5De même qu’E. Davin, mais sans connaître forcément son analyse, B.-A. Taladoire (professeur de lettres) va aussi voir dans l’euphonie un signe de conjonction essentielle entre le saint fêté à Barjols et un bovin rituel qui lui est antérieur. Il renvoie, non à l’évêque de Paris, mais au bœuf gras de cette ville, et repère en outre un quasi-homonyme, saint Martial, qu’il donne comme protecteur des bouchers à Limoges [7]. Il introduit ces éléments dans une analyse sacrificielle où il développe en outre certains thèmes qui se profilaient antérieurement, notamment, avec le plus de bonheur, celui du tripudium. Mais il apporte surtout l’argument des « cérémonies lustrales » préalables au sacrifice, notion qui regroupe chez lui – non par la suite – la bénédiction du bœuf et son abreuvage. Connue soit par le canal des sociétés savantes, soit par une plaquette largement diffusée lors de la fête de 1954 [Taladoire, 1950 ou 1951], sa recherche devient tout de suite une référence. Objet parfois de simples paraphrases, certaines toutes récentes, elle fournit surtout le socle d’analyses explorant les directions les plus variées ; quitte à être réductrice, je signalerai quelques exemples. Le renvoi au culte de Mithra s’imposant à tout moment, il a aussi été question d’héritage indo-européen ; de traces d’un culte phallique ; d’une « fête de la lumière et de la régénération de la puissance vitale » (« Les étudiants régionalistes de Provence », association dont les travaux sont résumés par Gontard [1954]) ; d’animisme ; de culte grec ou, à cause de la présence de gardians [8], de « la double déité du taureau, du cheval (qui) garde, ou reprend son sens d’avant l’Histoire » [1955] ; du « principe de l’eau », qu’il s’agisse de l’eau fondant le développement de Barjols comme cité industrieuse [1956], ou, au contraire, de l’eau nécessaire aux cultures dont les « tripettes » évoquent la croissance [1990]. Avec Taladoire, le courant sacrificiel a trouvé un renfort universitaire, mais l’autorité même qui s’attache à son étude s’explique en partie par le fait qu’elle s’harmonise à la masse des nombreuses publications préexistantes. Au contraire, en rapportant la situation barjolaise à des sacrifices exotiques, le travail de C. Marcel-Dubois [op. cit.] n’a pour ainsi dire pas rendu d’écho en dehors du monde universitaire.

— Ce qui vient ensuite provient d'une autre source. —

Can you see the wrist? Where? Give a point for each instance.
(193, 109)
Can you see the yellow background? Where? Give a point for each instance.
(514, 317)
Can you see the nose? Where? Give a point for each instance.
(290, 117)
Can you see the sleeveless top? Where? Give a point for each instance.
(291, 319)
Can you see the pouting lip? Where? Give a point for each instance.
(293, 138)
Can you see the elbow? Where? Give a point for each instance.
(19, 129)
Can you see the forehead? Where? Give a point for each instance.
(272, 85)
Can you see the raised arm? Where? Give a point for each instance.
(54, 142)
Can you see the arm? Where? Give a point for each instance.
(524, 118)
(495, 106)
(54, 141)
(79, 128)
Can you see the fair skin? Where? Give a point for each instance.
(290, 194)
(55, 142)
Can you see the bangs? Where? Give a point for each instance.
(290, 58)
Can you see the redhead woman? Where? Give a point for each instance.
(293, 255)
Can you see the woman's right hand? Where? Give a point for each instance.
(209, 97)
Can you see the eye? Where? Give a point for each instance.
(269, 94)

6L’interprétation qui progresse donne lieu à des productions de niveau certes variable, mais, globalement, il est licite de parler d’emballement exégétique. Celui-ci est tel qu’on en arrive à prêter à saint Marcel des compétences spécialisées qu’il n’a pas (guérison de l’épilepsie par exemple), ou même à en faire un saint « hypothétique », confondu avec un autre « personnage mitré », Mithra bien sûr [Mouraret, op. cit. : 99]. Et ce ne sont là que des illustrations, parmi de nombreuses possibles, de la précipitation avec laquelle la plupart des auteurs s’engagent dans la voie ouverte. Beaucoup d’exégèses sont donc fragiles, en raison même de l’information peu fiable sur laquelle elles portent. Point particulier, l’observation est pour ainsi dire absente de dizaines d’études. Les archives de M. Provence, par exemple, montrent qu’il a rédigé la sienne avant de venir à Barjols, en 1939 ; à son retour, il n’a apporté qu’une ou deux actualisations mineures au texte : comme c’est généralement le cas, ses vues sur la fête étaient claires avant qu’il y ait assisté. À l’exception marquante de l’enquête conduite par C. Marcel-Dubois, une documentation réelle manque donc dans toute la production passée en revue. Il convient pour cette raison d’en reprendre les principaux arguments à la lumière de l’histoire et de l’ethnographie, connues par une fresque qui s’étend du xive à nos jours [Février, 1961 ; Dossetto, 1999, 2000b], et par des coupes, en particulier en 1954 [Buyret, 1954 ; Marcel-Dubois, 1957] et 1998 (année que nous prendrons comme référence).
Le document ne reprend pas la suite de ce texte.